Bell obviously saw the writing on the wall and has come back with a plan that allows independent ISPs to purchase 1 TB of data for $200 with an overage charge of 29.5 cents per GB. The aggregation of independent ISP subscriber traffic means that those ISPs can choose to offer whatever plans they like – unlimited, capped, or variations thereof – simply by purchasing aggregated data from Bell under the tariff. The aggregated pricing model was proposed by several people (even I figured it out in my first long UBB post on February 1st) and is certainly better than the wholesale UBB approach it replaces.
Notwithstanding the proposed improvement on wholesale terms, this represents only a small part of the broader UBB issue.

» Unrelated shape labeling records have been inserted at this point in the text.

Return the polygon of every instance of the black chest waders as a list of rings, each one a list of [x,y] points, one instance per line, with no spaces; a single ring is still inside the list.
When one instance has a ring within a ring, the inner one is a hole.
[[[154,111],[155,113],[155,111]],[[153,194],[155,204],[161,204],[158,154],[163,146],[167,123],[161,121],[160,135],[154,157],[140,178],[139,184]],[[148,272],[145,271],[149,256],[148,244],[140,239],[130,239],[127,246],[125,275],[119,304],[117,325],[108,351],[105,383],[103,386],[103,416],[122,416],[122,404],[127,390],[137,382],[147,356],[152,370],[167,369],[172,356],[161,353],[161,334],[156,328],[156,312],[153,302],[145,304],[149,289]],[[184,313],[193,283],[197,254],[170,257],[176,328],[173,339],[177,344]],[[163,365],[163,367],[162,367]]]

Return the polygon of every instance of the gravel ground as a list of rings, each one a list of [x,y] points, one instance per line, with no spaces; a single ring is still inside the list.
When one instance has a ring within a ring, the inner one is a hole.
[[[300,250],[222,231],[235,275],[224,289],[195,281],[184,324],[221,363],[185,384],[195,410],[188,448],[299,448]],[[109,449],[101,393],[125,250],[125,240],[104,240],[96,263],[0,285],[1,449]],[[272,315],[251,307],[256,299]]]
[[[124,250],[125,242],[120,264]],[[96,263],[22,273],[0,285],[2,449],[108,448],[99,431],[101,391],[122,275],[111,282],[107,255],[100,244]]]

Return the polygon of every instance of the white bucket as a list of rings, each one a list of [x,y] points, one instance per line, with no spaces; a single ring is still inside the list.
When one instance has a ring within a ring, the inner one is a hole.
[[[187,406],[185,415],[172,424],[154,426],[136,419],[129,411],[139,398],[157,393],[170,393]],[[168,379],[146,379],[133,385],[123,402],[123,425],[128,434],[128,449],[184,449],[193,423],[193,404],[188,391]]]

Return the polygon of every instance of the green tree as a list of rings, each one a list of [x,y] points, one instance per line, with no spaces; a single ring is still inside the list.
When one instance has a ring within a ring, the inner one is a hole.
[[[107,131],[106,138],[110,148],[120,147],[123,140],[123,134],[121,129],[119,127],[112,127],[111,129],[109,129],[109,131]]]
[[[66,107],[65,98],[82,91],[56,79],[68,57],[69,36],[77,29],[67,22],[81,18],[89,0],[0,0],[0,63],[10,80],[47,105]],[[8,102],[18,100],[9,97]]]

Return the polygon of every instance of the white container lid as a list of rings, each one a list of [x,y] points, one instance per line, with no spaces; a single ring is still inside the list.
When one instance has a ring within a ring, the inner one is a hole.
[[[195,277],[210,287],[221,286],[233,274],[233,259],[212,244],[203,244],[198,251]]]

I will have more to say about what to do next in a paper and a series of posts coming out later this week. In the meantime, my primary takeaway from Bell’s backtrack is to note how it affirms that there are two paths to keeping dominant market players from taking advantage of their position to the detriment of consumers and smaller businesses. The first is competition – with enough competition, dominant players become less dominant and are forced to respond with better pricing and services. The second – which arises in the absence of such competition – is regulatory or political pressure.

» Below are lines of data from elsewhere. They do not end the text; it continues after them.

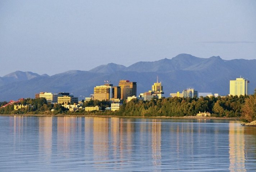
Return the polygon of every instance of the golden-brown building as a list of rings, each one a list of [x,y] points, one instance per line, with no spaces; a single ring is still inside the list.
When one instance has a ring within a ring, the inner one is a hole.
[[[105,84],[104,85],[94,87],[94,99],[102,100],[112,98],[121,98],[121,87],[113,86],[111,84]]]
[[[74,97],[73,95],[64,95],[58,97],[58,104],[77,103],[78,102],[78,98]]]
[[[205,111],[204,112],[200,112],[199,111],[199,113],[196,116],[197,117],[210,117],[211,114],[209,112],[206,112]]]
[[[121,87],[119,86],[114,86],[113,87],[113,96],[114,99],[121,98]]]
[[[101,107],[98,106],[95,107],[86,107],[84,110],[86,111],[92,111],[93,110],[101,110]]]
[[[14,105],[14,109],[15,110],[17,110],[19,109],[21,109],[22,108],[27,108],[29,106],[28,105],[23,105],[23,104],[17,104]]]
[[[112,84],[96,86],[94,87],[94,99],[101,101],[112,98]]]
[[[120,80],[119,86],[121,87],[121,99],[126,100],[128,97],[137,95],[136,82],[130,82],[129,80]]]

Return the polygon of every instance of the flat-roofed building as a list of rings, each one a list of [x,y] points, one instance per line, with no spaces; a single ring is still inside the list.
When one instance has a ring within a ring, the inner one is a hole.
[[[99,107],[98,106],[96,106],[95,107],[86,107],[84,110],[86,111],[92,111],[93,110],[101,110],[101,107]]]
[[[137,85],[136,82],[129,80],[120,80],[119,86],[121,88],[121,99],[126,100],[128,97],[137,95]]]
[[[17,110],[19,109],[21,109],[22,108],[26,108],[29,106],[29,105],[23,105],[23,104],[14,104],[14,109],[15,110]]]
[[[94,99],[101,101],[109,100],[113,96],[113,84],[105,84],[104,85],[96,86],[94,87]]]
[[[53,94],[48,92],[40,92],[39,98],[45,98],[47,102],[52,102],[53,100]]]
[[[196,91],[193,88],[188,88],[183,90],[183,97],[186,98],[190,97],[193,98],[194,97],[198,97],[197,91]]]
[[[59,104],[67,104],[68,103],[73,104],[74,103],[78,103],[78,98],[74,97],[73,95],[64,95],[58,97],[58,102]]]
[[[115,111],[119,110],[120,108],[120,106],[122,104],[121,103],[111,103],[111,111]]]
[[[238,96],[248,94],[250,81],[240,78],[236,80],[230,80],[229,82],[229,94]]]
[[[158,76],[157,77],[156,82],[152,85],[152,90],[148,92],[151,92],[152,95],[157,96],[158,98],[161,98],[164,93],[163,91],[163,86],[161,82],[158,82]]]
[[[121,87],[119,86],[114,86],[112,87],[113,95],[112,98],[114,99],[121,98]]]
[[[178,92],[176,93],[170,93],[170,97],[183,97],[183,93],[180,93],[179,92]]]
[[[52,94],[48,92],[40,92],[39,94],[36,94],[35,97],[36,98],[45,98],[47,102],[57,103],[58,101],[58,97],[63,96],[61,94]]]
[[[153,98],[158,98],[158,97],[155,95],[152,95],[151,92],[145,92],[140,94],[140,97],[143,98],[143,99],[146,100],[149,100]]]

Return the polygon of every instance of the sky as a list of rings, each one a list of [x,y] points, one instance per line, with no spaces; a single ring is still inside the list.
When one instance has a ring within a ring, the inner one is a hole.
[[[0,1],[0,77],[186,53],[256,59],[256,1]]]

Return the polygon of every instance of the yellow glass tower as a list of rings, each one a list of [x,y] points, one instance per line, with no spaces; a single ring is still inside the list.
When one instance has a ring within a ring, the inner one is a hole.
[[[239,78],[236,80],[230,80],[229,85],[229,94],[233,95],[244,95],[248,94],[248,83],[250,81]]]
[[[162,97],[162,95],[164,94],[163,90],[163,86],[161,82],[158,82],[158,76],[157,76],[156,79],[156,82],[154,83],[154,84],[152,85],[152,89],[151,91],[149,92],[152,93],[152,94],[155,94],[158,96],[159,98]]]

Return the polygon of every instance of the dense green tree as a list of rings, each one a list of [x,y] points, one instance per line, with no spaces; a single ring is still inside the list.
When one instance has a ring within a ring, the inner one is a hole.
[[[242,118],[248,122],[256,120],[256,89],[254,94],[249,96],[242,109]]]

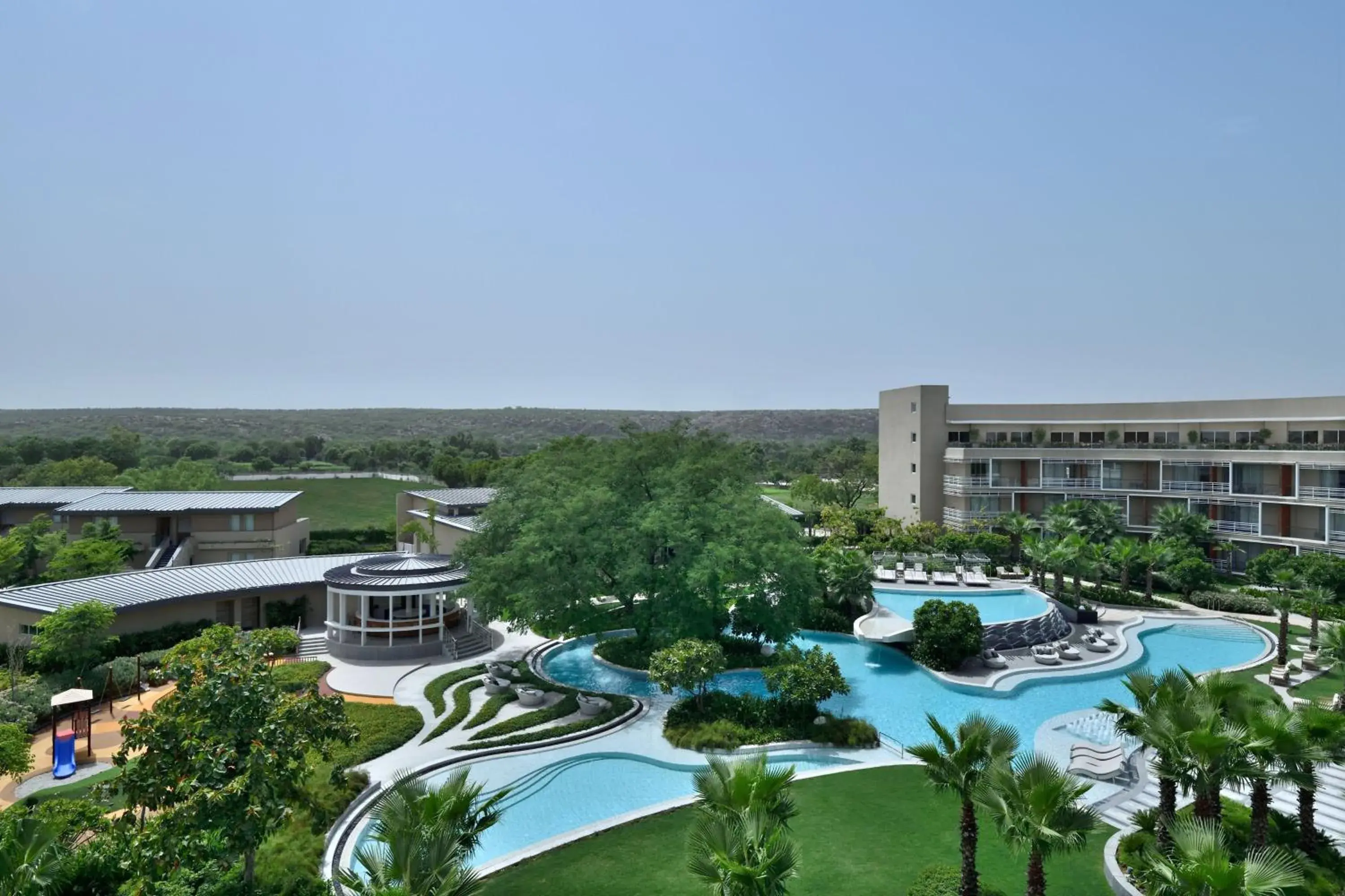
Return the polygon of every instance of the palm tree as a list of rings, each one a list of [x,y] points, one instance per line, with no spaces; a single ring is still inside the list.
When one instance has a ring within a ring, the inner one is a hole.
[[[1103,700],[1098,708],[1115,716],[1116,733],[1139,740],[1153,751],[1151,767],[1158,778],[1158,849],[1171,849],[1170,827],[1177,814],[1177,787],[1184,775],[1185,746],[1177,709],[1186,704],[1192,690],[1189,676],[1169,669],[1161,676],[1151,672],[1131,672],[1122,682],[1135,700],[1127,707],[1115,700]]]
[[[798,814],[790,795],[794,768],[772,770],[764,755],[736,763],[712,758],[694,780],[691,875],[717,896],[783,896],[799,868],[790,834]]]
[[[1010,510],[995,520],[995,525],[1009,536],[1009,556],[1013,557],[1014,563],[1021,563],[1022,540],[1037,529],[1037,521],[1026,513]]]
[[[1120,578],[1120,592],[1130,594],[1130,570],[1139,560],[1139,539],[1115,537],[1107,545],[1107,559]]]
[[[1274,785],[1311,783],[1307,768],[1323,759],[1303,729],[1303,717],[1279,703],[1243,713],[1251,735],[1247,756],[1255,768],[1251,778],[1252,849],[1266,846],[1270,830],[1270,789]]]
[[[28,817],[0,827],[0,893],[38,896],[54,892],[66,848],[50,823]]]
[[[1149,896],[1283,896],[1299,887],[1299,862],[1283,849],[1254,849],[1233,862],[1216,822],[1184,818],[1173,827],[1173,854],[1150,850],[1139,877]]]
[[[1150,539],[1139,547],[1139,556],[1135,559],[1139,566],[1145,567],[1145,599],[1154,599],[1154,571],[1167,566],[1171,557],[1171,549],[1155,539]]]
[[[995,763],[976,787],[976,805],[1015,853],[1028,853],[1028,896],[1045,896],[1044,862],[1084,848],[1098,811],[1079,802],[1092,789],[1045,756]]]
[[[1018,732],[1010,725],[979,713],[963,719],[955,732],[925,713],[935,740],[911,747],[912,756],[925,764],[925,775],[936,790],[952,791],[962,801],[962,888],[960,896],[978,896],[976,877],[976,787],[995,763],[1007,762],[1018,750]]]
[[[508,795],[482,798],[482,785],[455,772],[430,787],[401,772],[373,811],[370,842],[355,850],[369,877],[340,872],[340,884],[356,896],[473,896],[480,880],[471,866],[482,834],[494,826]]]
[[[1307,604],[1307,615],[1309,619],[1311,621],[1307,626],[1307,646],[1311,647],[1313,650],[1317,650],[1317,647],[1319,646],[1317,643],[1318,621],[1321,618],[1322,609],[1332,602],[1332,598],[1334,595],[1332,595],[1332,592],[1328,591],[1326,588],[1314,584],[1311,587],[1303,588],[1301,596],[1303,599],[1303,603]]]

Bell’s backtrack, which is entirely the result of political and public pressure (the independent ISPs were powerless and the regulator approved the wholesale UBB approach), is a reminder that Canada still does not have a sufficiently competitive environment to effect change. Instead, Canada still needs regulatory or political pressure to help foster a more competitive outcome. Relying on market forces may be the preferred approach, but at the present time there should be little doubt that market forces alone (particularly an artificially restricted market without foreign competitors) will not provide Canada with globally competitive Internet services and pricing.